Sort strings accompanied by integers in list

Question

I am trying to make a leaderboard. Here is a list i have :

list=['rami4\n', 'kev13\n', 'demian6\n']

I would like to be able to sort this list from highest number to smallest, or even smallest to highest, giving something like :

list=['kev13\n', 'demian6\n', 'rami4\n']

I tried to use stuff like re.findall('\d+', list[loop])[0] but i only managed to get, out of the list, the best player. Not wanting to repeat the code for as many players as there are, does anyone have an idea ?

Answer 1

I have an other solution based on Object Oriented Programming and the overriding of the __lt__ special methods of str.

import re

class SpecialString(str):
    def __lt__(self, other):
        pattern=re.compile(r"\d+")
        return int(pattern.search(str(self)).group(0)) <  int(pattern.search(str(other)).group(0))

if __name__ == "__main__":
    listing = ['rami4\n', 'kev13\n', 'demian6\n']
    spe_list = [SpecialString(x) for x in listing]
    spe_list.sort()
    print(spe_list)

Which print to the standard output:

['rami4\n', 'demian6\n', 'kev13\n']

This method allows you to not rewrite the sort function and use the built-in one (which is probably optimized).

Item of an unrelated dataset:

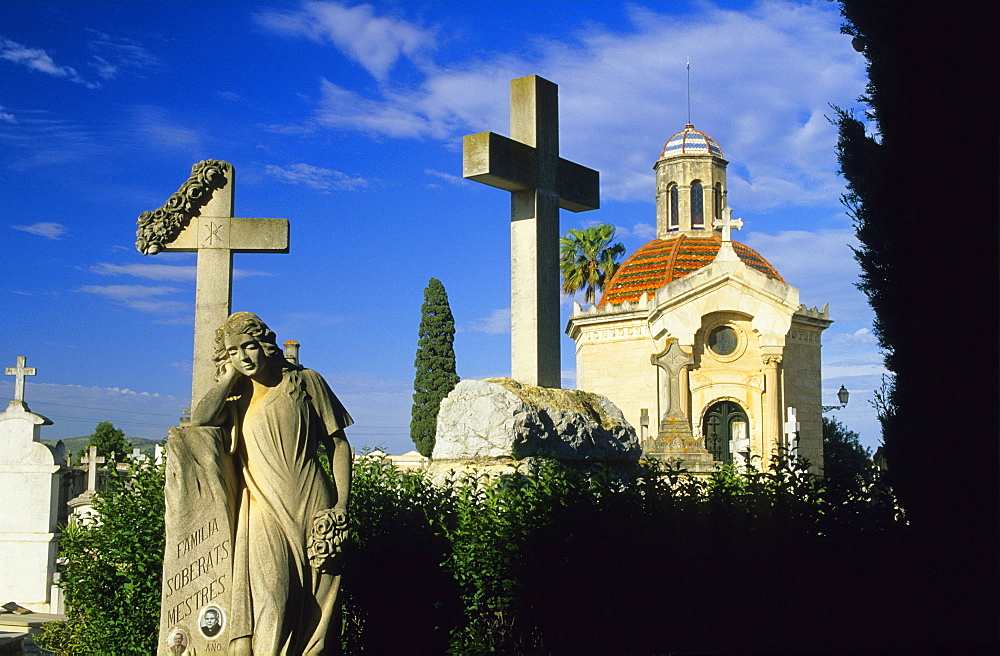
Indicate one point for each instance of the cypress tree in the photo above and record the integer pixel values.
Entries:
(435, 364)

More over, since your strings may be thinked like "specialization of the str class", the inheritance mecanism is very suitable because you keep all its properties but re-write its comparison mecanism.

Answer 2

You indeed have to use the re module, but also the key parameter of the sort() method.

reg = re.compile('\w*?(\d+)\\n')
lst.sort(key=lambda s: int(reg.match(s).group(1)))

It works fine using findall() as you did too:

reg = re.compile('\d+')
lst.sort(key=lambda s: int(reg.findall(s)[0]))

Note that I compile() the regular expression so it is computed once and for all rather than for each element in the list.